The government-backed cyber intrusion appears to be an attempt to size up the capabilities of the energy companies' networks, U.S. government officials told the newspaper.
The officials said the hackers appear to have accessed files related to the sites' business operations, like personnel. There were not signs that the hackers attempted to seize control of or disrupt the power systems.
The officials expressed concern about the hack, telling the Post that they may conduct additional and more severe cyberattacks on these sites in the future.
The FBI and the Department of Homeland Security warned the energy sector of the hacking threat late last month, Reuters reported at the time, although Russia was not then identified.
The Russian intrusions into these systems is the first known successful case of Russia hacking the nuclear-power-generation sites, multiple U.S. and industry officials told The Post.

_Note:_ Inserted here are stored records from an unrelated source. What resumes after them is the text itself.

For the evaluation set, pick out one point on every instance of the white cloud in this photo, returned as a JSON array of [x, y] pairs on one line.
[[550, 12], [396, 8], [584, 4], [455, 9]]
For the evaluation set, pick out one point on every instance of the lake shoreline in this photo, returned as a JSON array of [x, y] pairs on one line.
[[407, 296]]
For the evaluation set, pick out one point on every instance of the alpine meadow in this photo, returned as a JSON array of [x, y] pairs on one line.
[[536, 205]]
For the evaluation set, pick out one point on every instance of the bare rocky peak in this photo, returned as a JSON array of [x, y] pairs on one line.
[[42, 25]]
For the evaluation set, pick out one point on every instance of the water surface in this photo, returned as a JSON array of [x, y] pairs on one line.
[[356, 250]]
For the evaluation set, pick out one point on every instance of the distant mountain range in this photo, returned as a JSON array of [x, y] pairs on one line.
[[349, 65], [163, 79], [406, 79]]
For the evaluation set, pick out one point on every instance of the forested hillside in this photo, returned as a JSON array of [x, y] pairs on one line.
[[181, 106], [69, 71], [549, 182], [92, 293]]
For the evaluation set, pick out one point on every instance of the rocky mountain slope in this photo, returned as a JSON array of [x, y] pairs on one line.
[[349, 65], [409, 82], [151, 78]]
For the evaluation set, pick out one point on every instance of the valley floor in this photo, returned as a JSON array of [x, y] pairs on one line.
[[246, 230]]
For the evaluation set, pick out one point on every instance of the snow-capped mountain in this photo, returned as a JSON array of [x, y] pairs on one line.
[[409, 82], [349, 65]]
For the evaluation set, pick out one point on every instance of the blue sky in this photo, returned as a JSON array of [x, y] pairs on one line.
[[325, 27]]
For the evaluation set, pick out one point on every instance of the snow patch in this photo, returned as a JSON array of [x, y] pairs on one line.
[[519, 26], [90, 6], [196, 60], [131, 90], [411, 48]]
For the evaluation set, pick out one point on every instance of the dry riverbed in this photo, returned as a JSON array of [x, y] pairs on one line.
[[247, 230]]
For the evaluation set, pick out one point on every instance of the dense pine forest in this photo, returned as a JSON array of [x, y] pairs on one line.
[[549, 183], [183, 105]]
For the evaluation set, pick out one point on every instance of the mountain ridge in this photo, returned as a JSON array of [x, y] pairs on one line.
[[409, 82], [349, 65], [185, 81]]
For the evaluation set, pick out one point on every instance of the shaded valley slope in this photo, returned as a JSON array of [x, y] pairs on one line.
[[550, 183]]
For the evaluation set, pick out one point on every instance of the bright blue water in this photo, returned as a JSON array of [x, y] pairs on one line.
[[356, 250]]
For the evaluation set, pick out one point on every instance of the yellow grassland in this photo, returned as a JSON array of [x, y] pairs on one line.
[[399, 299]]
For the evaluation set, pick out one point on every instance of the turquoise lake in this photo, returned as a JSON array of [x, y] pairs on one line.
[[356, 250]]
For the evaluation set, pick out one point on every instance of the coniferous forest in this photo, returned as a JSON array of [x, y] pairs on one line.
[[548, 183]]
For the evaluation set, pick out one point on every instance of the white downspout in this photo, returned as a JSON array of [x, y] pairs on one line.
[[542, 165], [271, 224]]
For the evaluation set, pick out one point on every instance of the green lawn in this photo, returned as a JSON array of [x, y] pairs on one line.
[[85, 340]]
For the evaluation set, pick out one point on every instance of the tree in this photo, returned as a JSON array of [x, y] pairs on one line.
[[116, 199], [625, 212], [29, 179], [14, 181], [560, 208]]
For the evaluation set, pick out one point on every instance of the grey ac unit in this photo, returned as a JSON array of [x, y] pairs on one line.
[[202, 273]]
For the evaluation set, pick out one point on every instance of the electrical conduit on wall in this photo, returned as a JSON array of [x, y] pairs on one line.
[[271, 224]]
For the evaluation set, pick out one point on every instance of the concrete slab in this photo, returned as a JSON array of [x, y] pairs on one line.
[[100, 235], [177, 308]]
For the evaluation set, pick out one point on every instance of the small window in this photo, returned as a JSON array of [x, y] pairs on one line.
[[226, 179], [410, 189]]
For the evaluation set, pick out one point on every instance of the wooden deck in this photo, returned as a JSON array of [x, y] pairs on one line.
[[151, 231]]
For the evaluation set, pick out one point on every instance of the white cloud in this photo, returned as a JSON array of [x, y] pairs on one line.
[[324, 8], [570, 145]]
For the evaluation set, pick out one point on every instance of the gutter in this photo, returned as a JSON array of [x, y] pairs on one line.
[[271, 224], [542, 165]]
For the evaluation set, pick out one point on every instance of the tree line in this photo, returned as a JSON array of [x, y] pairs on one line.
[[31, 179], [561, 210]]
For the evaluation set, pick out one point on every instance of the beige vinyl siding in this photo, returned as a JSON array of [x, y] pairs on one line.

The newspaper also reports that the National Security Agency detected the cyber activity by a government-backed Russian spy agency, the FSB. The NSA declined the Post’s requests for comment.
The report comes shortly after President Trump and Russian President Vladimir Putin on Saturday agreed to set up a bilateral cybersecurity working group.
Putin said the group would aim to "prevent interference in the domestic affairs of foreign states, primarily in Russia and the U.S."
The U.S. intelligence community concluded earlier this year that Russia interfered in the 2016 presidential election. Putin has repeatedly denied the allegations.